What is your favorite creative tool?
I would say two - my exacto knife and glue gun.
What might we find in the corner of your studio?
Piles of cardboard in all shapes and sizes, stacks of architecture books, fragments of failed constructions, printed matter, rolls of photographs, and house plants.
Describe the moment you first discovered art?
My grandfather was a psychiatrist in Delhi and had an incredible library. I remember a book of paintings by patients being treated for schizophrenia. I was so struck by these images; they had a profound impact on me. I must have been five or so.
What excites you most about your work now, and how do you see your work developing?

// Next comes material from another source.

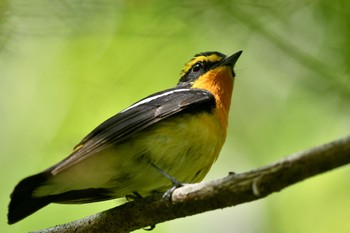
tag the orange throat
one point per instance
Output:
(220, 83)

My practice intersects multiple mediums - primarily photography and sculpture. More recently I’ve been exploring the relationship between architectural space, migration, and the body- how does the body, individual and collective, find legibility within space? What are the boundaries? I use the ‘genre’ of the architectural model as a departure point, but my three dimensional works are larger, sculptural and more complex. I’m really excited to follow this line of thought.
Knowing how much time and effort you dedicate to constructing your tableaux, why do you choose to exclusively exhibit your photographs and not the physical structure as well?
The camera is the ‘eye’ into my structures. My interests are in the relationship it has to the scene, the way the photograph translates space and three dimensionality. The photograph becomes both the object and the record, since there is no referent (the scene is discarded afterwards). I’m much more interested in the memory of the construction than its literal physicality.